Editorial: ¿De qué cultura hablamos luego de dos años de economía naranja?

A dos años de la posesión de Iván Duque como presidente de la república nos preguntamos por la noción de cultura que hoy se privilegia y sobre la que todavía debemos trabajar.

Revista Cartel Urbano

El pasado 7 de agosto Iván Duque cumplió dos años como presidente de la república y con él se cumplieron dos años de la implementación de la todavía polémica Economía Naranja.

Parece ser que este período no ha sido suficiente para disipar las incertidumbres ni convencer a los detractores de las ventajas que, se suponía, iba a traer este proyecto. Entre otras cosas, como se ha detallado en publicaciones de Presidencia, a dos años de la Economía Naranja ha tenido lugar una inyección de capital importante así como asociaciones prometedoras para el futuro de la creación.
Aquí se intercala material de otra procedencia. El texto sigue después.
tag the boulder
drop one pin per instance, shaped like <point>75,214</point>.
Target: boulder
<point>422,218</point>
Sin embargo, aunque del capital se habla bien, a la hora de reivindicar el valor y la importancia del “producto cultural” se titubea.

De manera eufemística y recurrente el Ministerio de Cultura y la oficina de presidencia han publicado cifras de inversión que alcanzan los billones de pesos, dinero que no ha llegado a quienes proveen la materia prima en el sector de las ideas: los creadores. Aunque han intentado mostrar estas cifras como logros de su gestión, no se necesita hacer un análisis muy profundo para darse cuenta que las abultadas cifras corresponden a futuras exenciones de impuestos que gestores y emprendedores deben salir a gestionar con multimillonarios inversionistas; no es difícil vislumbrar que los beneficiados serán los grandes jugadores de la industria del entretenimiento o del sector inmobiliario, mientras que quienes gestionan y dinamizan la cultura de base apenas recibirán naranjas. Así mismo queda expuesta la aproximación burocrática al valor de la cultura, la cual es medida en su capacidad para generar empleos y por su aporte al PIB desconociendo su capacidad transformadora.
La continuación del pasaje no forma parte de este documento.